Comme le rappelle fort justement l’un de nos interlocuteurs de Lorette [situation de proximité], l’approche n’est plus la même aujourd’hui qu’il y a 40 ans : on ne s’en

faisait pas une montagne comme on s’en fait maintenant par rapport aux constructions d’autoroute […] C’est sûr que moi mes gamins qui viennent là, ils ont tendance à dire « la maison du grand-père on s’en fout ! on préférerait habiter à la campagne », alors que nous… ça c’est fait comme ça, c’est vrai, mais sans se « mettre le couteau sous la gorge » comme on dit, il y a des choses qui ont existé et puis on a vécu comme ça, donc on le trouve presque naturel.

La tendance à l’urbanisation exige alors des précautions, des limites, des mises en garde, sinon dans quelques années, les riverains de l’autoroute A47 rejoindront ces populations péri urbaines vivant dans le compromis et l’insatisfaction environnementale.

Dimension esthétique du vécu des habitants

La relation qu’entretiennent les habitants avec leur environnement laisse-t-elle place à une dimension esthétique ? Le facteur sonore et la coupure visuelle et spatiale entre les deux coteaux ne freinent-ils pas le plaisir possible inhérent à une situation résidentielle ?

Les paysages alentours pour ceux qui vivent sur les coteaux peuvent être considérés comme des « offrandes » esthétiques. Mais celles-ci prennent ici une valeur particulière : les paysages sont certes appréciés pour eux-mêmes mais aussi dans une logique de compensation ; c’est en levant les yeux au-dessus de l’autoroute que les habitants les découvrent.

Considérons maintenant l’exemple de cette habitante de la Varizelle dont la maison et le jardin bénéficient de l’écran acoustique. Elle raconte le plaisir de déjeuner dans le jardin et les repas amicaux le week-end : ce n’est pas par rapport aux nuisances, ils

[les amis] s’en foutent des nuisances, ils ne regardent pas. Ils sont à la campagne…,

dit-elle. On peut penser que cet espace extérieur, en dépit de sa position par rapport à l’autoroute, et les différents facteurs d’ambiance – comme le premier rayon de soleil au printemps, la présence même de ce jardin qui a constitué une motivation de l’installation, et sans doute la configuration particulière derrière l’écran qui contribue, semble-t-il à une convivialité de voisinage… – favorisent « l’expérience esthétique ordinaire » liée au cadre de vie15.

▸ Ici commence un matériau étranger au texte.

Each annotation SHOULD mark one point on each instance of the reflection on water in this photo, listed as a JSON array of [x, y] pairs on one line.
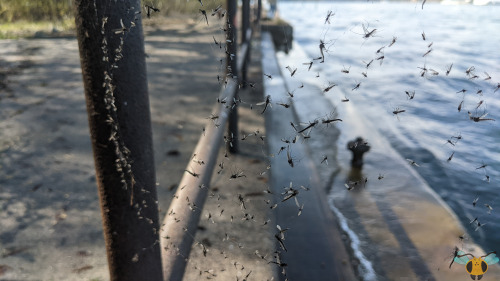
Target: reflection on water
[[431, 83]]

L’exemple d’un habitant qui aime regarder la circulation de l’autoroute depuis Grand- Pont peut aussi s’apparenter à une expérience esthétique ; au-delà de l’habitude, son intérêt pour les mouvements du trafic n’est-il pas lié aussi au plaisir de découvrir une géométrie moderne d’infrastructures depuis une position dominante ?

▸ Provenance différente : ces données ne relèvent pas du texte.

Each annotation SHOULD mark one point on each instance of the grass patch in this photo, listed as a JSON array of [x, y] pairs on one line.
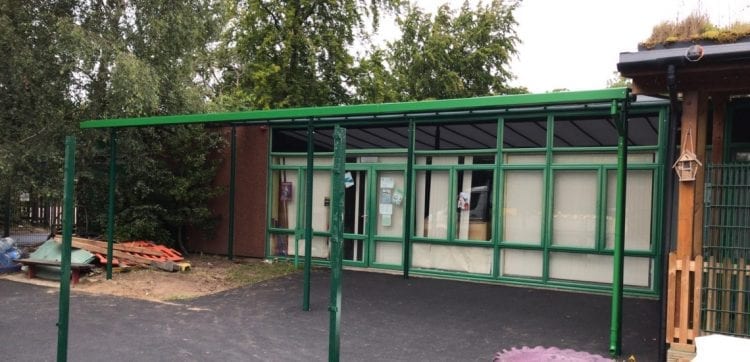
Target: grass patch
[[695, 27], [251, 273], [178, 297]]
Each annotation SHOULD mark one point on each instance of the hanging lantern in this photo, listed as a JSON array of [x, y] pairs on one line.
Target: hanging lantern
[[687, 164]]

Mais, cette dimension esthétique est limitée. Le « malgré l’autoroute » oublié dans le vécu reste constitutif d’une situation qui ne peut jamais être revendiquée, recherchée comme telle. On peut se demander alors si l’adaptation relativement heureuse de certains habitants ne tient pas à la volonté et aux ressorts propres de chacun. Or, dans la vallée, les habitants les plus touchés par la nuisance sont fatigués.